Disaster on many fronts.
I chose to do a walk away split on 24th August, Midday, on a nice sunny (with some thin cloud) day. 20deg c .
The hive consisted of two brood box’s. One a regular Lang the other a busso modified Lang to take frames X ways. Did not know which box had the Queen.
The top box a regular 8 frame Lang had 4 capped frames of honey the inner 4 had a mix capped brood, eggs, larve, pollen and honey. This box was taken some 100 m away and left closed for one and half days and opened with bushes. This was the stronger of the hives and has prospered. Yesterday I put another brood box on the bottom because they were running out of room. All good here.
Before I start… no I didn’t have a camera today, wish I did but it was supposed to be all straight forward look and close.

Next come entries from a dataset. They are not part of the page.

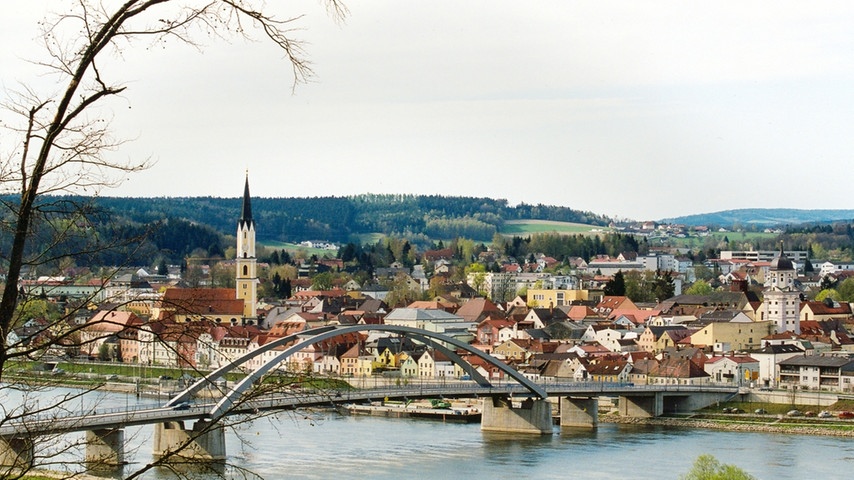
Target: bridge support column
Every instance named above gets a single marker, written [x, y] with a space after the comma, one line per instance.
[642, 406]
[525, 416]
[16, 452]
[105, 446]
[203, 442]
[579, 412]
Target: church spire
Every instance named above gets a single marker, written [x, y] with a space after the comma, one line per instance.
[246, 212]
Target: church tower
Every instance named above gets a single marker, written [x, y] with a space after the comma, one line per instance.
[247, 277]
[782, 303]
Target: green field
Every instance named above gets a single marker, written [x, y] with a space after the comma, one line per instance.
[714, 238]
[528, 227]
[293, 248]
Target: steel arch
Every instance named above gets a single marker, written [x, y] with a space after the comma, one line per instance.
[323, 333]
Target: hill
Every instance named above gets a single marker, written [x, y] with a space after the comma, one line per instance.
[342, 219]
[763, 217]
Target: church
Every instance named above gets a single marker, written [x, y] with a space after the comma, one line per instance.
[220, 305]
[247, 265]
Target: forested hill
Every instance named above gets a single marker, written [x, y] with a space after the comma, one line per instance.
[763, 217]
[339, 219]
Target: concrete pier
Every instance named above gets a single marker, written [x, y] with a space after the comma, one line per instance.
[105, 447]
[642, 406]
[579, 412]
[532, 416]
[204, 442]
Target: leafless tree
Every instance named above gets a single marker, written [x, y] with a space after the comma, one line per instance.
[61, 139]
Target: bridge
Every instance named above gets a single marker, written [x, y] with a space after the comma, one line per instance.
[577, 403]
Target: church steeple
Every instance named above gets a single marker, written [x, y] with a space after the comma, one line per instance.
[247, 278]
[246, 212]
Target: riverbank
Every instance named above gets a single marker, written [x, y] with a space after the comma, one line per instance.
[752, 424]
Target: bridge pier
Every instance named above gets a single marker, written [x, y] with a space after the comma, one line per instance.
[16, 452]
[205, 441]
[642, 406]
[105, 446]
[579, 412]
[502, 414]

The bottom box of the split, was left where it was and I figured that it would reap the benefit of returning foraging bees. At the time of the split I looked at the frames quickly as it was starting to cool down. There were 12 frames X wise. The first 3 frames from each side had about 90% capped honey and built out out comb. I then looked at the middle two frames and had fully capped brood,eggs and a little honey but they were chockers full. Saw no queen cells or queen. I did not look at the last 4 frames as it looked like they had everything to go.
The first indication that this maybe the queenless hive was they were unsettled and didn’t want me around. Two weeks later they had settled and I figured the Queen had been made and was about to emerge on maiden flight.
Today I decided to go in and investigate and what i found was not good. Mainly because there had been a dwindling of bee numbers over past week and last day or so just one or two bees going and coming. There were three fully capped frames of honey at the back(so they are not starving) and a frame beside that half capped honey. Then (reading from the back) frames 5 and 6 were empty but combed. Then the weird and disastrous bit. Those frames I did not look have come back to bite me big time. The bees seemed somehow to have built from the top of frame7 to the bottom of frame 8 and from the top of frame 8 to the bottom of frame 9 and from the top of frame 9 to bottom of frame 10. It was like not exactly that, but the comb was layered between 3 frames all joined together. Frame 10,11, and 12 were just empty comb.
There were bees, not many and all the X over comb which had a bit of honey and and empty brood cells. I did the best I could with the comb which obviously came apart when I removed them. I did best I could to stick the frames back with just one comb per frame but it is still all messy and I could only comfortably put back 9 of the frames without squishing the last survivors.
My intention now is to recombine the hives back as one although there is only a few handfuls or so. No shb here so no worries there and I will use the newspaper between them.
It begs the question though about my x frame experiment. They are really nice to handle and take no effort, even when full of honey. Why did they chose to build comb the way they did. Interesting, I took out every frame except 2 at the end of March and took the honey and put back the brood. There was still plenty of food around for them and they had refilled most by Mid April.
I am not going to give up on the small frames just yet and will put formed comb, probably plastic, and see if they do better with that. Edit: See I do listen Jeff but tried the foundation less first.